Where can I see the evaluation metrics?#

You can see the evaluation metrics of a mapping on the “Your Mappings” page by clicking on the information icon to the left of the CellxGene launch button.

Can I download my results?#

You can download your mapping results by clicking the download icon to the right of the CellxGene launch button on the “Your Mappings” page.

Where can I see the label transfer results?#

You can see the label transfer results by launching the CellxGene instance on the “Your mappings” page. For example if you chose the KNN classifier for label transfer when mapping to the human lung cell atlas, you will obtain cell type label transfer predictions for three levels of cell type annotations (ann_level_3, ann_level_4, ann_level_5). For example for ann_level_5, the label transfer predictions will be found under categories ann_level_5_prediction_knn and ann_level_5_prediction_knn_filtered_by_uncert>0.5 (where cell types with an uncertainty score greater than 0.5 are labelled as “Unknown”).

How can I interpret my label transfer results?#

Note the the label transfer results at the finest level for the fetal brain and hypomap atlases (that is, subregion_class and Author_CellType) may not be as accurate as the coarser layer predictions.
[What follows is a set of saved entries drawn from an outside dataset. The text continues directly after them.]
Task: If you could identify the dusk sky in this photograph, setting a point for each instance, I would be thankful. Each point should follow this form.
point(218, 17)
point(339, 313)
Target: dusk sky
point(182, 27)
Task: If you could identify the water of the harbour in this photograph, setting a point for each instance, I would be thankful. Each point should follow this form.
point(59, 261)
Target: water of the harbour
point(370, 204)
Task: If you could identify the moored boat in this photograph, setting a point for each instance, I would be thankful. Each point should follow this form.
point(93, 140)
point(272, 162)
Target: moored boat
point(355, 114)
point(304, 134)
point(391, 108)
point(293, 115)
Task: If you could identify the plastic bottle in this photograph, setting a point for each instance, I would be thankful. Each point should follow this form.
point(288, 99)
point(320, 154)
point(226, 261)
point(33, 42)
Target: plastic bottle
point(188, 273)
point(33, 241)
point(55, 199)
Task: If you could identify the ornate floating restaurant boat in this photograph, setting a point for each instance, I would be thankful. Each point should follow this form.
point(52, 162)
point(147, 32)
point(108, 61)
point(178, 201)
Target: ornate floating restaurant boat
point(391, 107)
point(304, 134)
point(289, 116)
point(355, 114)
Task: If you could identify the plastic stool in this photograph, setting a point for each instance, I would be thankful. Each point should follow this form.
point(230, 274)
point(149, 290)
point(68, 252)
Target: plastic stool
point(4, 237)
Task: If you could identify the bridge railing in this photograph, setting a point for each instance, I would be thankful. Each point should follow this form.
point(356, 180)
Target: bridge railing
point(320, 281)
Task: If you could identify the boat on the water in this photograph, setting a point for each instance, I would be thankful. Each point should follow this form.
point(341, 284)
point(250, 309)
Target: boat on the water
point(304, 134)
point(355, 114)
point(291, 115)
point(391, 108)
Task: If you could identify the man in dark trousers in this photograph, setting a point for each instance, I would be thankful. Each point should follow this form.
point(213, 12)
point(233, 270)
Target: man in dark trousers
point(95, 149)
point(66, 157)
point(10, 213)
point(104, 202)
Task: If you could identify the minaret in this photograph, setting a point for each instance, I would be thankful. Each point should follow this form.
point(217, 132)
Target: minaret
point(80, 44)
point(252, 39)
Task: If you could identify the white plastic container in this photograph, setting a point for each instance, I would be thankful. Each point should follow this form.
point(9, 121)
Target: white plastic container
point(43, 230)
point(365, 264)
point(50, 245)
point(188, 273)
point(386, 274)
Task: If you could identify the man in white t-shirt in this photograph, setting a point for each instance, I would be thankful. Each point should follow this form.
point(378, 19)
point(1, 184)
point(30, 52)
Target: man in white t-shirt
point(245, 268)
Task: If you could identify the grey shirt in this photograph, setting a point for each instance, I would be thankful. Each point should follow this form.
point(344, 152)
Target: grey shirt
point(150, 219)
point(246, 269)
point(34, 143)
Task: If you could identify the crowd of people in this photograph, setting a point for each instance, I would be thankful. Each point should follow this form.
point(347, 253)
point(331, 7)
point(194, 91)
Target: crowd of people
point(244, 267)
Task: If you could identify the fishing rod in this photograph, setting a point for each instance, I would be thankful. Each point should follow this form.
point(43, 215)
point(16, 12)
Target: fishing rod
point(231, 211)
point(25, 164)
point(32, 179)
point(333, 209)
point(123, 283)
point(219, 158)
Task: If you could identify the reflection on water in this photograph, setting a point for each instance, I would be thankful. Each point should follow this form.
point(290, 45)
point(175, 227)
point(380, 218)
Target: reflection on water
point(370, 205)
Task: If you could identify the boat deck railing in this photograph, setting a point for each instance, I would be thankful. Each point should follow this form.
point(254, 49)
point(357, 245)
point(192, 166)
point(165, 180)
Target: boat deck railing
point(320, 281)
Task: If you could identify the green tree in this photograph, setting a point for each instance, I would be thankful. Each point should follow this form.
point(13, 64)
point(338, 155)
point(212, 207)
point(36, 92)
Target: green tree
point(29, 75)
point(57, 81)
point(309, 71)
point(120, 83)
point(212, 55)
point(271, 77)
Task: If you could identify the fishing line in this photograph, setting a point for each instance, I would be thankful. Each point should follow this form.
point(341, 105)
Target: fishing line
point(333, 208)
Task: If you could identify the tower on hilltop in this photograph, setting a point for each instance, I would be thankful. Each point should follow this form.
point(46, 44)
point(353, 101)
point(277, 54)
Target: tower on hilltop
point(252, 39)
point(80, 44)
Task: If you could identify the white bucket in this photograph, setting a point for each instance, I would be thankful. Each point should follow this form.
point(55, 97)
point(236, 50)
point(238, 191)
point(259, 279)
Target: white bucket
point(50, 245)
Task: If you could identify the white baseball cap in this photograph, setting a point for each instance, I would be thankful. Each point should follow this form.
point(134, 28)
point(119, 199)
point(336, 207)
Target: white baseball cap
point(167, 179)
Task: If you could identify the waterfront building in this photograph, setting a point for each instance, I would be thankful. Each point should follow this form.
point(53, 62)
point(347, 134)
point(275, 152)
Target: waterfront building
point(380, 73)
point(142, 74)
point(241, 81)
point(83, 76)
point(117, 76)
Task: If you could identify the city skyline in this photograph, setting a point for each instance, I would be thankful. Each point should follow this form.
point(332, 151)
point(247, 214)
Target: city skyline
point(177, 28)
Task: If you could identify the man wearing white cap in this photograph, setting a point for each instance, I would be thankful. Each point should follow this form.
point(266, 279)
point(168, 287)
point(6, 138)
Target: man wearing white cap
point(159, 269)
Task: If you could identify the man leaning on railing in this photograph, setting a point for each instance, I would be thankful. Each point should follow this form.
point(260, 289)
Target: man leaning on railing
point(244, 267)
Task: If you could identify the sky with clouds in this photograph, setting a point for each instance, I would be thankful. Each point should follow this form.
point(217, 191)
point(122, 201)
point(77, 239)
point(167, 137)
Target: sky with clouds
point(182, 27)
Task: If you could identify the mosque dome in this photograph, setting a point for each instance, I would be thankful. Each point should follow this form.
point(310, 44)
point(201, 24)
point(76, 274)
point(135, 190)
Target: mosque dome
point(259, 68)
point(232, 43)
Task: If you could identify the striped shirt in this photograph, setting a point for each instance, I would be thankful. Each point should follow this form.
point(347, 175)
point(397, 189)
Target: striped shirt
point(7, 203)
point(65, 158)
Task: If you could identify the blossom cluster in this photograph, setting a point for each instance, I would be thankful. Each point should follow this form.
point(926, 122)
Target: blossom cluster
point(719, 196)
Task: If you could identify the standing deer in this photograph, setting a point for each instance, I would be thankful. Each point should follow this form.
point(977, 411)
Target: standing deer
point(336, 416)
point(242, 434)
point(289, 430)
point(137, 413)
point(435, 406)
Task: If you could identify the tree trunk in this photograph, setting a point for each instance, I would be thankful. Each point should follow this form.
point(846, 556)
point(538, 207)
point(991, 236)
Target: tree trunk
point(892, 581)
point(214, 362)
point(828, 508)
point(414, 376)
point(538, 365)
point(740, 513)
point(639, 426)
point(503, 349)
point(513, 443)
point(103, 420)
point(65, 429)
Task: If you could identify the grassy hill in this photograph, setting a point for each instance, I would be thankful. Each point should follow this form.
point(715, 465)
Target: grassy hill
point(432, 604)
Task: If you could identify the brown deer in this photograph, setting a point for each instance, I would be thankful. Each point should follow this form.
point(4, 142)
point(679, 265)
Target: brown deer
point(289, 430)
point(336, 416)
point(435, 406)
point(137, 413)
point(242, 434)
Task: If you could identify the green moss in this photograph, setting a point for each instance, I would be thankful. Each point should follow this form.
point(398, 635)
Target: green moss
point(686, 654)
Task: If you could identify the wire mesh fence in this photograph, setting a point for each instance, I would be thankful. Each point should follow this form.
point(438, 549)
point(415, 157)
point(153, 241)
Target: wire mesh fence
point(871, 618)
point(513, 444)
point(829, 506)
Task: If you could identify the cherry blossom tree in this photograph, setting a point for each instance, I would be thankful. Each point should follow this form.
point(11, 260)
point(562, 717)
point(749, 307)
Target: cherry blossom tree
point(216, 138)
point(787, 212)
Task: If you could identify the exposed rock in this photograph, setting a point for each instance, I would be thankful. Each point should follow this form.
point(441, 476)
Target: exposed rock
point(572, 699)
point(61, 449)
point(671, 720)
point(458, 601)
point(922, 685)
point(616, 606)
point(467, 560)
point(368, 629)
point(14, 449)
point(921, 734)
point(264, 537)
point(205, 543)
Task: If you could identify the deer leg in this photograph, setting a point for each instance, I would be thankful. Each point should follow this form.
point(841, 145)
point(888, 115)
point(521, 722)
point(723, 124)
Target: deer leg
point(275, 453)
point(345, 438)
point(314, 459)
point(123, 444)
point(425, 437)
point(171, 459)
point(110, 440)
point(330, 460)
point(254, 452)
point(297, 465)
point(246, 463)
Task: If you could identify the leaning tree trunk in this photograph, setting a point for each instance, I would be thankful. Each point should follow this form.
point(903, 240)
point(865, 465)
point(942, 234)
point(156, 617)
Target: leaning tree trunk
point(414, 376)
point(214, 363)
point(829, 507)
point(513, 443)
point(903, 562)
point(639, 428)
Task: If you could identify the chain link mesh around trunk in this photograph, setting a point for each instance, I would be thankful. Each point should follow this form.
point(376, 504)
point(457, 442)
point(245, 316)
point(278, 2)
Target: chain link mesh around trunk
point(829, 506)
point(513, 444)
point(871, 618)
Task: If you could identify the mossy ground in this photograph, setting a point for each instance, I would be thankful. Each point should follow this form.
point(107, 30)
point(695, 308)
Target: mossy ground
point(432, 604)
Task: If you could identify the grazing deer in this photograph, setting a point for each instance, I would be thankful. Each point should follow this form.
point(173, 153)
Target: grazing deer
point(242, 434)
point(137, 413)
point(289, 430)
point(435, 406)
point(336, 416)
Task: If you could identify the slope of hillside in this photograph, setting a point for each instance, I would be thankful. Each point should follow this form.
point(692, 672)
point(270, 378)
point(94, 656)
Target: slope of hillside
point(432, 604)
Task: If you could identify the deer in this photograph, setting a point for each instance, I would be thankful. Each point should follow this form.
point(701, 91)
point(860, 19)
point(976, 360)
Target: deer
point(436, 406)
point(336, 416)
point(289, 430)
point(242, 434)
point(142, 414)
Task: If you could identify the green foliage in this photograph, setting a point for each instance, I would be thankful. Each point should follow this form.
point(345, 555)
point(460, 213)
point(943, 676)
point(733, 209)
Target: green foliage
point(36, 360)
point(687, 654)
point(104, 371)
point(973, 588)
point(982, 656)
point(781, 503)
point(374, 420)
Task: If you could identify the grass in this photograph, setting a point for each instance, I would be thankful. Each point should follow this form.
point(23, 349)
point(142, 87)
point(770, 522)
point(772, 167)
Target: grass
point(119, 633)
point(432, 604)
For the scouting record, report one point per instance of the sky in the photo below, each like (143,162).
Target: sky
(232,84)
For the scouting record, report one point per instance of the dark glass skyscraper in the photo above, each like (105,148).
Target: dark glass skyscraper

How can I visualize my downloaded results myself in cellxgene?#

To visualize your downloaded results yourself in cellxgene, you need to first install cellxgene locally. You can do so by following the steps here. ArchMap’s built-in visualization functionality includes only a subset of the original reference to allow for faster computation. Hence, the neighbourhood graph of the downloaded file containing the full mapping must be recomputed if visualization is desired downstream using cellxgene. You can use the colab notebook here to recalculate the neighbourhood graph of your mapping. Please make sure to copy the notebook in order to make any needed edits. Once you have run the notebook, you can visualize the output file by launching cellxgene in your terminal, as shown here.

Why can I not submit more than 40 projects at once?#

A limit of 40 projects per hour is set for each user. Thus, if you try to submit further projects within an hour, the newly submitted project will not show up on your project dashboard. This limit will reset after an hour.

How can I map my data to an older version of a model on scvi-hub?#

To map to an older version of a model on scvi-hub, the user can follow this tutorial to download their desired scvi-hub model (with specified version) and upload it to ArchMap to map their query to.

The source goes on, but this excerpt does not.